With figures as striking as these, it is difficult for both government and industry to dispute the decline, even if doubt is expressed about the magnitude of the fall. So what has followed is an attempt to dilute the significance of the downturn by attributing it largely to the effects of the Reserve Bank of India’s attempt to raise interest rates to combat inflation. In fact the RBI has even been criticised on the grounds that its response to the inflation was overdone, and yielded less in terms of inflation control than growth deceleration.

There are many advantages to this position. First, it makes the downturn and possible recession an engineered rather than a systemic phenomenon. This provides the argument for those who would not like a proactive response to the recession on the part of the government. Second, it strips the whole gamut of other policies of the government, including those referred to as the “economic reform”, of any role in precipitating either the inflation or the industrial volatility that underlie the current downturn. Third, it ignores the role played by the high growth in services, or outside the productive sectors, in creating the basis for inflation in recent years. More income and less commodity production normally implies high inflation, more imports or both. Accepting that link would amount to accepting that within the current trajectory high growth would lead to high inflation. And, fourth, since inflation divested of its relationship with growth is expected to moderate in due course, the RBI is expected to respond in reverse by reducing interest rates and easing monetary policy. This makes the recovery from the downturn seem inevitable.

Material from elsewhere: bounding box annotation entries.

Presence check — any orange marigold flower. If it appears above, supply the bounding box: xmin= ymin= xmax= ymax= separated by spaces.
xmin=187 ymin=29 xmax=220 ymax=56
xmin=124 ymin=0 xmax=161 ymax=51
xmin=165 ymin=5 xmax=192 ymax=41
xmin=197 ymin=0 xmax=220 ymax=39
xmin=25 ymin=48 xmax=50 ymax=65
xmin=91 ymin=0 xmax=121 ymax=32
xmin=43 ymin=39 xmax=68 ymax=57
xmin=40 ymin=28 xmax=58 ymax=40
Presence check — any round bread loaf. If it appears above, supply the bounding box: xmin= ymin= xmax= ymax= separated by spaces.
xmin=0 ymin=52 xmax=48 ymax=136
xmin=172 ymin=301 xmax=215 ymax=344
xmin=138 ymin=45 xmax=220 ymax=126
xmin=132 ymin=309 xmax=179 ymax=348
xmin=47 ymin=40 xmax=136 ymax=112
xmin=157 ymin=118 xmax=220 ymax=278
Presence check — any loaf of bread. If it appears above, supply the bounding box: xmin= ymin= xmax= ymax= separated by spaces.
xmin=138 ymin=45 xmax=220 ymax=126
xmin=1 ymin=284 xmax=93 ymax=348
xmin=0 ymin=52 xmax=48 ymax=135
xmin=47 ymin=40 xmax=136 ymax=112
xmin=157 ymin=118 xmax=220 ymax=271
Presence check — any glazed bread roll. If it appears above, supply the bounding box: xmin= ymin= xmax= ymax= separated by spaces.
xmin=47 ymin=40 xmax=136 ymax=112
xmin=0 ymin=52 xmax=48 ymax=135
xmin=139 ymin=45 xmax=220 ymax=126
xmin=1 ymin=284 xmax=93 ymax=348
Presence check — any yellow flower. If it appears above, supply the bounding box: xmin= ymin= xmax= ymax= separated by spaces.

There are two important relationships that arguments of this kind ignore. The first is that the inflation, the response to which is supposed to have triggered the downturn, is not an accidental occurrence. There are strong direct and indirect cost-push effects that the recent economic policies of the government have had that are substantially responsible for the inflation. To that extent, policies other than the responsive hike in interest have had an important role to play, even if the role of the latter in driving the downturn is accepted.

Second, the effects of the interest rate must work through some mechanism. Normally, it works through a dampening of demand, which reduces the degree to which the system is overheated. That is, the mechanism is one that seeks to alter the supply-demand balance by squeezing demand, in order to reduce prices. Its success is, therefore, predicated on a decline in demand and growth. Relying on the interest rate implies accepting the link between growth and inflation.

Conventionally, the perception has been that the effects of the interest rate on demand works through its dampening effect on investment. This reduces investment demand in the first instance, and by limiting the income generated through new investment curtails growth in consumption demand as well. The efficacy of the measure depends, therefore, on the responsiveness of investment to interest rate increases. This has in the past been ambiguous, and is more so now given the option of borrowing from abroad for the big corporates.

This questions the argument that interest changes have generated the recent sharp downturn. However, in more recent times, credit has financed not only productive investment by firms and farms, but a substantial volume of housing investment and consumption by households. Interest rate increases discourage such investment and consumption more than they adversely affect productive investment, making the effects of such hikes on demand much more potent.

It is for this reason that interest rate increases are likely to have had strong adverse effects on growth. The question remains as to why they have been less effective in combating inflation. If cost-push factors play an important role in explaining inflation, the dampening effects of rate increases on the price rise are bound to be lagged and limited. That seems to be the case in India today.